Vor allem aber zeigen solche Experimente: Das Konzept Bad darf neu gedacht werden. So wie auch VitrA Bad mit Plural die klassische Badezimmerausstattung aufbricht, um Holztische und frei platzierte Waschtische ergänzt und so zum morgend- und abendlichen Treffpunkt macht. Viele der ISH-Neuheiten machen Lust darauf, sie auszutesten. Sie überzeugen, lassen aber dennoch eine alles entscheidende Frage offen: Wie fühlt sich die Zukunft an, wenn das Bad leider nur wenige Quadratmeter misst? In Anbetracht der fortschreitenden Urbanisierung wünscht man sich hierfür neue Ideen.

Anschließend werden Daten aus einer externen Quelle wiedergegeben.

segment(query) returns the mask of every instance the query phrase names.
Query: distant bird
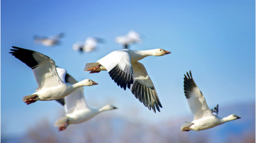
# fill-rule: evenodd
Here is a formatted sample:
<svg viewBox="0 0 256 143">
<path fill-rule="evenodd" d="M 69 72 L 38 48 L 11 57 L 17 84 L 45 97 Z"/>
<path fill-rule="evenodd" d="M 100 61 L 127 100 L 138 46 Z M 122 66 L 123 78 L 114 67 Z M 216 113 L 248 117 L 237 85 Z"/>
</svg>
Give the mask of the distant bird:
<svg viewBox="0 0 256 143">
<path fill-rule="evenodd" d="M 133 30 L 131 30 L 126 35 L 117 37 L 115 39 L 116 42 L 124 45 L 124 49 L 128 49 L 128 46 L 142 42 L 140 34 Z"/>
<path fill-rule="evenodd" d="M 190 74 L 190 76 L 187 72 L 187 77 L 184 75 L 184 93 L 193 114 L 194 120 L 192 122 L 186 121 L 183 123 L 181 128 L 182 131 L 207 130 L 241 118 L 234 114 L 224 118 L 217 116 L 219 105 L 210 110 L 203 93 L 194 80 L 191 71 Z"/>
<path fill-rule="evenodd" d="M 86 79 L 74 84 L 66 84 L 61 80 L 66 73 L 60 69 L 57 73 L 55 62 L 52 59 L 39 52 L 13 46 L 9 52 L 15 58 L 26 63 L 32 69 L 38 85 L 35 93 L 25 96 L 22 101 L 27 105 L 37 101 L 51 101 L 62 98 L 70 94 L 75 89 L 83 86 L 98 84 L 91 80 Z"/>
<path fill-rule="evenodd" d="M 57 72 L 62 72 L 57 69 Z M 77 81 L 68 74 L 66 74 L 65 79 L 62 80 L 66 83 L 75 84 Z M 79 124 L 89 120 L 99 113 L 108 110 L 117 109 L 117 108 L 107 105 L 97 109 L 90 108 L 86 104 L 84 96 L 84 88 L 80 87 L 63 98 L 57 100 L 65 107 L 66 116 L 57 120 L 55 126 L 59 126 L 59 131 L 65 130 L 69 124 Z"/>
<path fill-rule="evenodd" d="M 60 45 L 60 41 L 59 39 L 63 37 L 64 35 L 63 33 L 62 33 L 57 36 L 51 36 L 49 37 L 35 35 L 33 36 L 33 38 L 35 44 L 41 44 L 45 46 L 51 46 Z"/>
<path fill-rule="evenodd" d="M 84 43 L 79 42 L 74 44 L 72 49 L 75 50 L 79 50 L 81 53 L 83 53 L 84 51 L 89 52 L 95 50 L 98 43 L 103 43 L 103 42 L 104 40 L 102 39 L 89 37 L 86 39 Z"/>
<path fill-rule="evenodd" d="M 90 73 L 107 71 L 117 85 L 124 88 L 124 90 L 127 86 L 136 98 L 150 110 L 152 107 L 155 113 L 155 105 L 160 112 L 159 107 L 162 108 L 162 105 L 144 66 L 137 61 L 150 55 L 160 56 L 170 53 L 163 49 L 115 50 L 98 60 L 97 63 L 87 63 L 84 70 L 91 71 Z"/>
</svg>

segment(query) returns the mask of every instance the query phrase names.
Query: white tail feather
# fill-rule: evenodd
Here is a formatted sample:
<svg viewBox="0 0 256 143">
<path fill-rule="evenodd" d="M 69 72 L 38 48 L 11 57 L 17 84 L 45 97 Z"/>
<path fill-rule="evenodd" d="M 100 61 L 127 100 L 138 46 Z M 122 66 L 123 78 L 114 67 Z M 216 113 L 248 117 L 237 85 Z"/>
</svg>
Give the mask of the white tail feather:
<svg viewBox="0 0 256 143">
<path fill-rule="evenodd" d="M 190 122 L 185 121 L 181 125 L 181 130 L 183 130 L 184 128 L 190 127 L 190 126 L 194 124 L 194 123 Z"/>
<path fill-rule="evenodd" d="M 54 126 L 56 126 L 65 124 L 67 121 L 68 119 L 68 118 L 67 117 L 64 117 L 58 119 L 57 121 L 56 121 L 56 122 L 55 122 L 55 123 L 54 123 Z"/>
<path fill-rule="evenodd" d="M 32 97 L 35 97 L 35 96 L 37 96 L 37 95 L 36 94 L 32 94 L 32 95 L 28 95 L 28 96 L 24 96 L 23 97 L 23 98 L 22 98 L 22 101 L 25 101 L 25 100 L 29 99 L 29 98 L 31 98 Z"/>
</svg>

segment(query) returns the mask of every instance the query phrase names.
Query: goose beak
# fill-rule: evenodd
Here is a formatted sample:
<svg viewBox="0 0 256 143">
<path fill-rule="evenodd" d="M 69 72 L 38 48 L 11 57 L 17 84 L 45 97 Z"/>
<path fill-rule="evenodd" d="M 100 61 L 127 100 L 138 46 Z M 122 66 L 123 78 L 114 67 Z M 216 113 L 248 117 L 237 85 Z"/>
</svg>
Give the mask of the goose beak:
<svg viewBox="0 0 256 143">
<path fill-rule="evenodd" d="M 240 118 L 241 118 L 241 117 L 237 116 L 237 119 L 240 119 Z"/>
<path fill-rule="evenodd" d="M 97 85 L 98 84 L 98 83 L 95 82 L 94 82 L 92 80 L 92 81 L 93 81 L 93 85 Z"/>
<path fill-rule="evenodd" d="M 164 52 L 164 55 L 167 55 L 167 54 L 171 54 L 171 52 L 169 52 L 169 51 L 166 51 L 165 50 L 163 50 L 163 52 Z"/>
</svg>

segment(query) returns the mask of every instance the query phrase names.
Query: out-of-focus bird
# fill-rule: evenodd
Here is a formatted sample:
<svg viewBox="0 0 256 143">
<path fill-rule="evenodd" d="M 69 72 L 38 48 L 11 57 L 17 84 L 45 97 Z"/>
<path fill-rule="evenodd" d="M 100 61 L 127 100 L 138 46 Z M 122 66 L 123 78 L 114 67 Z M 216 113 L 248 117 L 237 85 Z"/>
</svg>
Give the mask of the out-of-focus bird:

Auch wenn Alape mit Steel19 einen kompakten Waschplatz mit Armatur und Staufläche aus einem Guss anbietet und Bette mit BetteSpace eine Badewanne mit höchstmöglichem Raum auf optimierter, trapezförmiger Grundfläche. Es fehlen sichtbare Konzepte, Kooperationen mit Innenarchitekten, die auch Kleinst- oder Schlauchbädern die Gelegenheit geben, Oasen zu werden. Oder ist es doch an der Zeit, die Hüllen fallenzulassen und, nachdem bereits Küche und Wohnzimmer zu einer Einheit geworden sind, nun auch das Bad in die Wohnräume einzugliedern? Ein paar Aussteller deuten es bereits an. Hoch lebe das Loft!